La langue locale incompréhensible accentue leur isolement, les confronte à une incompréhension réciproque : elles parlent en suédois deux langues différentes. Alors le silence et le désamour gagnent du terrain, préparent la rupture. Ester la traductrice ne comprend ni cette langue étrangère, ni le langage de l'amour. Elle tente maladroitement de créer des liens avec son neveu : peut-il lui faire la lecture ? (son activité favorite avec l'écriture). Johan préfère improviser un spectacle de marionnettes (Guignol roue de coups une femme). Sa mère couche avec un amant de hasard, alors ce Père fouettard de Guignol la bastonne. L'artiste en herbe soulage sa peine par marionnettes interposées... A l'écart du cauchemar entre adultes, l'enfant joue dans les couloirs mystérieux du palace, imagine des scénarios où chaque coup de pistolet crée la surprise.

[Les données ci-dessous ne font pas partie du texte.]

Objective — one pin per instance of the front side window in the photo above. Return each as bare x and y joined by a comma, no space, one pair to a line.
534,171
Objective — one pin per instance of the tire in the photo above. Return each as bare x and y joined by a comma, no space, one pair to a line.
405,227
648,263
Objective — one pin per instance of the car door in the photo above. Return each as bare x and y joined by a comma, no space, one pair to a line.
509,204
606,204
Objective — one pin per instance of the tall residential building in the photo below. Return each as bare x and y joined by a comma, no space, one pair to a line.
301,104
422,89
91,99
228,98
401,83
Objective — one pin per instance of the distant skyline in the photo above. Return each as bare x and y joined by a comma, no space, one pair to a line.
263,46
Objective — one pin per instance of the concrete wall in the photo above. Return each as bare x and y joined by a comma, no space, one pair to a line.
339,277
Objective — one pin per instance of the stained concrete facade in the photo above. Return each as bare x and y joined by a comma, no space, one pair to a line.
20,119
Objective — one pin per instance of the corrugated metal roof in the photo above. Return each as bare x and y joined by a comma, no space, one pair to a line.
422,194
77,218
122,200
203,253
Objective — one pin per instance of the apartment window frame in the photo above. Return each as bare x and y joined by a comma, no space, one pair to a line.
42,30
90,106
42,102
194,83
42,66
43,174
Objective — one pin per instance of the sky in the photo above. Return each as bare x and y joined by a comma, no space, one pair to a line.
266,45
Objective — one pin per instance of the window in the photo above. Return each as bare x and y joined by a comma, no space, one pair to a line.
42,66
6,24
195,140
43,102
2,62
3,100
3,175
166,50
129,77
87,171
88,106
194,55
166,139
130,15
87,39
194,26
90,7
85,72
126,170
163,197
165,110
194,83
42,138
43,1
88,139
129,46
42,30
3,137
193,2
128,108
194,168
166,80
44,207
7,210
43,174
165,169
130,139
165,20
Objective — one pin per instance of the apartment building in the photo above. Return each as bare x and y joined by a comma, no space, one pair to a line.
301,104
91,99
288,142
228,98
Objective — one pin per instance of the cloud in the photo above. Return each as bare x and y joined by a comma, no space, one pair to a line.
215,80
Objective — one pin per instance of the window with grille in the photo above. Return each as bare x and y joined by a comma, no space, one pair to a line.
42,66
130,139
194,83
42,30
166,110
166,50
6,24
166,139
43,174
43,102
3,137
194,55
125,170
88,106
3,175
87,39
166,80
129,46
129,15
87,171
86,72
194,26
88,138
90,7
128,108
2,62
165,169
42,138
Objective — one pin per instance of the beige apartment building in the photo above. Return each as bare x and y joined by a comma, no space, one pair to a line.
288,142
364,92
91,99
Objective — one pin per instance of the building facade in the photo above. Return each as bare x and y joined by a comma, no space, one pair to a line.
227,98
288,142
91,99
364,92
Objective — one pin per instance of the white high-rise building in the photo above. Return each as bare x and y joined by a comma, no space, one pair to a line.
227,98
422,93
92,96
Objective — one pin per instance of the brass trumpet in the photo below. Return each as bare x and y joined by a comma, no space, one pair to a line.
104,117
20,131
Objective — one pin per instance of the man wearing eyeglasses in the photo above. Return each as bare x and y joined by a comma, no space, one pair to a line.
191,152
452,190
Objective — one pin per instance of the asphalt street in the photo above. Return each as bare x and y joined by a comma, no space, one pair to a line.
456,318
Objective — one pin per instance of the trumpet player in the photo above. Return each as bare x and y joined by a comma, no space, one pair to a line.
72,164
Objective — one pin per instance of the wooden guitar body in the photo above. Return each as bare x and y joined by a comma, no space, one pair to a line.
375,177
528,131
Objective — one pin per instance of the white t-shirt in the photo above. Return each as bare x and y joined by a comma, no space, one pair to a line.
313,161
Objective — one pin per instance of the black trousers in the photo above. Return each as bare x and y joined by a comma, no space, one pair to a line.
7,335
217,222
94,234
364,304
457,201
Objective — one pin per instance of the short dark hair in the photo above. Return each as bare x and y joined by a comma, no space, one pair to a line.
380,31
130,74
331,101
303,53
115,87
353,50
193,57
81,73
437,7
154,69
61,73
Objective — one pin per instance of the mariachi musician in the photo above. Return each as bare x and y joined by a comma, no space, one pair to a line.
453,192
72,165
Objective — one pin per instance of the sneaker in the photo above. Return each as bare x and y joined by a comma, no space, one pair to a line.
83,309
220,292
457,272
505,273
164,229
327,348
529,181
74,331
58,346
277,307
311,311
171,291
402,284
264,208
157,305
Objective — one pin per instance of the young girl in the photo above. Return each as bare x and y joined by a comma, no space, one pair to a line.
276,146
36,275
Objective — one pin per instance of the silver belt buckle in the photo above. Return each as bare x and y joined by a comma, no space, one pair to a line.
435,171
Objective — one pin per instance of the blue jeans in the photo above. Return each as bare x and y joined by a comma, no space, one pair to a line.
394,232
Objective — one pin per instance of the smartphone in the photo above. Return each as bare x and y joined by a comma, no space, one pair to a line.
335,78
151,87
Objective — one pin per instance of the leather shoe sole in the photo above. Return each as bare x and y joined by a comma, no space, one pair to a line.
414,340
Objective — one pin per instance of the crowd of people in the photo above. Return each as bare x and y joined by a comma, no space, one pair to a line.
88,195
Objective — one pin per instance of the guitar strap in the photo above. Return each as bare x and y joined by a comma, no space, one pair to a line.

Ester et Anna se font une guerre autrement féroce sur une question : qui doit diriger l'attelage humain, le corps ou l'âme ? Ester valorise l'âme, les travaux de l'esprit, le contrôle des pulsions sexuelles ou la fidélité conjugale. Anna défend opiniâtrement les droits du corps, sa liberté sexuelle, son indépendance vis à vis d'une sœur intrusive et d'un mari absent. Ingrid Thulin et Gunnel Lindblom incarnent avec leur charme propre ce "dialogue du corps et de l'âme", dans sa version bergmanienne : dialogue de sourdes entre deux âmes du purgatoire... L'affiche du film en noir et blanc montre Anna de profil avec derrière elle Ester vue de face. Leurs regards ne se croisent pas, elles s'ignorent comme situées sur deux planètes différentes...


Anna couche avec un prolétaire pour exciter la fureur d'Ester, qui entre dans la chambre des amants au nom de la morale, de l'honneur ou en mémoire du Père. La mésentente vire à la haine, entrelardée d'hypocrisie : malgré ses principes Ester se masturbe quand l'alcool et le tabac ne suffisent plus, et Anna - libérée sexuellement - délaisse son fils comme une chatte amoureuse, le laisse errer à l'aventure, se moque des risques qu'il encourt.


Anna est une mère charnelle, dort nue en compagnie de Johan, lui demande de frotter son dos dans la baignoire, ignore toute pudeur. Cette femme sensuelle dégage une intense aura sexuelle, traque les mâles dans des rues méditerranéennes vides de femmes. Sa moue blasée de Diane chasseresse affiche son dédain : lequel choisir ? quel embarras ! J'imagine le scandale déclenché en Suède en 1963 par cette incarnation sulfureuse d'Eve !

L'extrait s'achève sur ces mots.